Light Water Reactor Sustainability Program
The U.S. Department of Energy (DOE) Light Water Reactor Sustainability (LWRS) Program has been a pioneer in introducing AI methods to automate human activities for the nuclear energy sector, as the program has recognized the potential of AI for enabling great cost savings for nuclear plants. The program works directly with the nuclear power industry.
National Reactor Innovation Center (NRIC) Program
The National Reactor Innovation Center (NRIC) has led new advanced demonstration projects using a model-based systems engineering approach. Project requirements are traced to their satisfying elements in SysML and LML-based models used to guide design decisions. Activity models are integrated with Discrete Event and Monte Carlo simulation to check for correctness, integrate cost and schedule, and monitor expected performance. The program is working to develop integrations between MBSE, engineering, operations, and traditional CAD software to enable a cloud-based, digital thread in design.
Nuclear Energy Advanced Modeling and Simulation (NEAMS) Program
The Nuclear Energy Advanced Modeling and Simulation (NEAMS) program is a U.S. Department of Energy-Office of Nuclear Energy (DOE-NE) program developing advanced modeling and simulation tools and capabilities to accelerate the deployment of advanced nuclear energy technologies, including light-water reactors (LWRs), non-light-water reactors (non-LWRs), and advanced fuels.

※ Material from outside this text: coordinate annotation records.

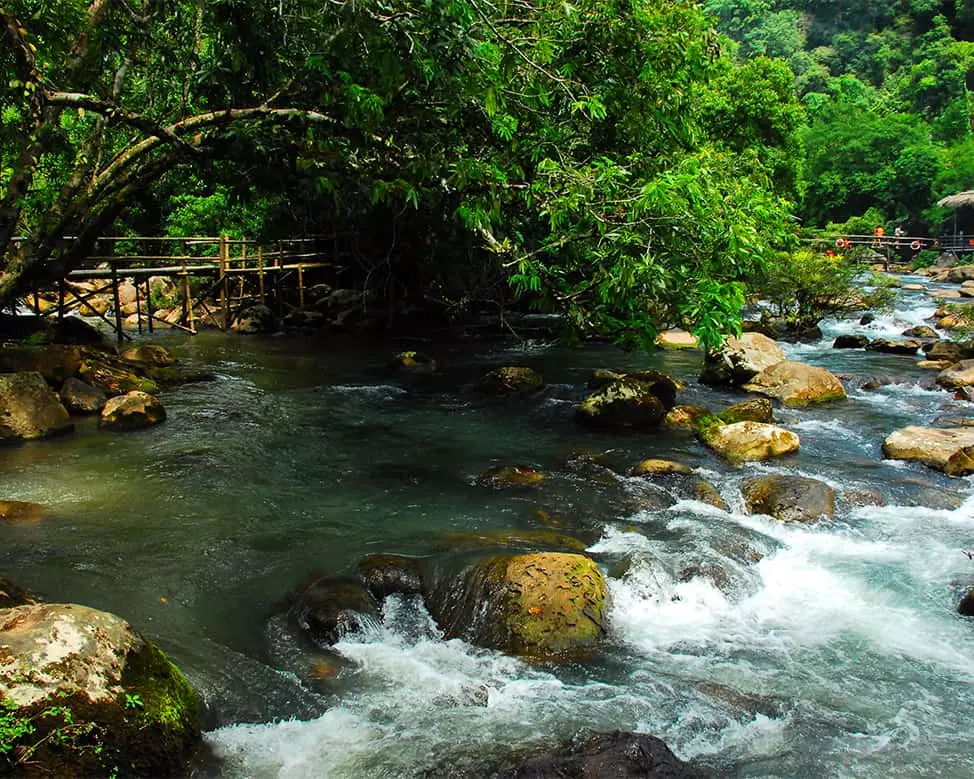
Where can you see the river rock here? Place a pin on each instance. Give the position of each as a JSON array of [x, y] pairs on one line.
[[130, 710], [29, 408], [676, 339], [612, 755], [850, 342], [954, 351], [748, 441], [959, 374], [21, 511], [501, 476], [331, 607], [789, 498], [684, 417], [541, 606], [413, 362], [921, 331], [254, 320], [149, 354], [115, 376], [55, 362], [754, 410], [950, 450], [390, 574], [510, 380], [797, 384], [629, 401], [741, 358], [132, 411], [888, 346], [81, 398], [11, 595]]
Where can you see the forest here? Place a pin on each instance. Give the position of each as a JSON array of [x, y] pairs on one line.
[[630, 165]]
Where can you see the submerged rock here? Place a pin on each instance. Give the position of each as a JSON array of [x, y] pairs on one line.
[[390, 574], [119, 706], [541, 606], [132, 411], [748, 441], [950, 450], [331, 607], [633, 400], [797, 384], [789, 498], [29, 408], [740, 359], [510, 380], [612, 755], [81, 398]]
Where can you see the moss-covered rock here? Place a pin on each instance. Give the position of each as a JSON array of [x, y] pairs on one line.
[[542, 606], [510, 380], [95, 698], [132, 411]]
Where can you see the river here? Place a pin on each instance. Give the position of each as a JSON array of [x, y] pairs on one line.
[[837, 653]]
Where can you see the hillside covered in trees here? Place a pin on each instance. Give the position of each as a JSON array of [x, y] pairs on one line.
[[627, 164], [886, 88]]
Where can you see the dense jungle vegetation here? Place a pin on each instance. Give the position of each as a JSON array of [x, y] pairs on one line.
[[626, 162]]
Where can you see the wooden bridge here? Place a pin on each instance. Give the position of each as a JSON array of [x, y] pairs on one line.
[[235, 273]]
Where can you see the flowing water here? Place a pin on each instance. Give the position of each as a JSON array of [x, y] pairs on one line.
[[832, 649]]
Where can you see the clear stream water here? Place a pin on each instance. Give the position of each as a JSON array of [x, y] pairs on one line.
[[838, 653]]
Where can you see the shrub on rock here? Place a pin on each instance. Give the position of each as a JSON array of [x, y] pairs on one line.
[[91, 696], [132, 411]]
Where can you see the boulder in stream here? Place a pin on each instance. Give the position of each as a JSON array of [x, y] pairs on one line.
[[741, 358], [950, 450], [540, 606], [747, 441], [789, 498], [510, 380], [99, 699], [958, 375], [797, 384], [29, 408], [81, 398], [618, 755], [132, 411]]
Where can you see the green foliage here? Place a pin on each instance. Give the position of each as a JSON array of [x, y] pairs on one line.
[[804, 286]]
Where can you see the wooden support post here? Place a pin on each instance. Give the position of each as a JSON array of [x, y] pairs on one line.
[[118, 305], [224, 282], [138, 305], [148, 302]]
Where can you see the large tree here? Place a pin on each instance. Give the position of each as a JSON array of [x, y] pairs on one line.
[[561, 143]]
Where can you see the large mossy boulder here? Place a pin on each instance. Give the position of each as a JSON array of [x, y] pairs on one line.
[[55, 362], [132, 411], [540, 606], [950, 450], [95, 697], [796, 384], [612, 755], [510, 380], [331, 607], [29, 408], [741, 358], [81, 398], [789, 498], [632, 400], [747, 441]]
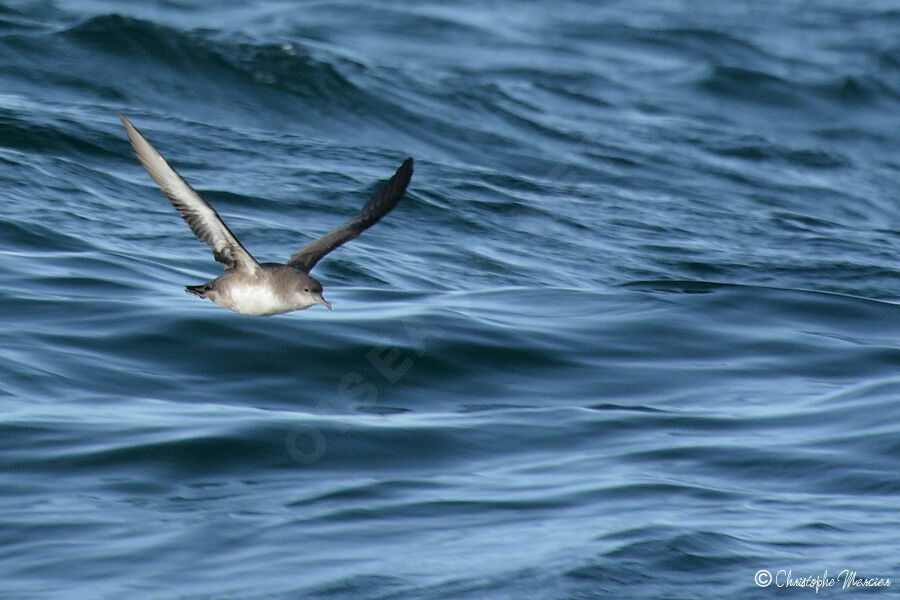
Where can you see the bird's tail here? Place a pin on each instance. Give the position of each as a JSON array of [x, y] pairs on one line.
[[197, 290]]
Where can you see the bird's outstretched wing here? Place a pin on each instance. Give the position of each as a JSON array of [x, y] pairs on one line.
[[200, 216], [378, 205]]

Role-based, Cyber-Physical State and Context Awareness
Dynamic visualizations change how the data is represented in real-time which allows users to quickly understand where changes in the system are happening, the priorities of response, the root cyber or physical cause and potential for larger, potentially cascading failures. Dynamic data visualization allows for visual representations of data that can be altered as the represented data changes. This can allow for quick and intuitive understanding of changes in the system as size, color, length, etc., is altered devices can be connected to and communicate with each other over a network. This can allow for an efficient peer-to-peer resource sharing system to be implemented across the system. Resource sharing adds an additional layer to visualization by allowing local visual implementations to change dynamically based on global data as well.
Transformational Challenge Reactor (TCR) Program
INL is assisting in the development of the requirements and definition of design-agnostic digital platform that will support the TCR core manufacturing and overall program goals. The digital platform consists of design data, modeling data, in-situ data, ex-situ data, and integral test data as well as established links between these five categories.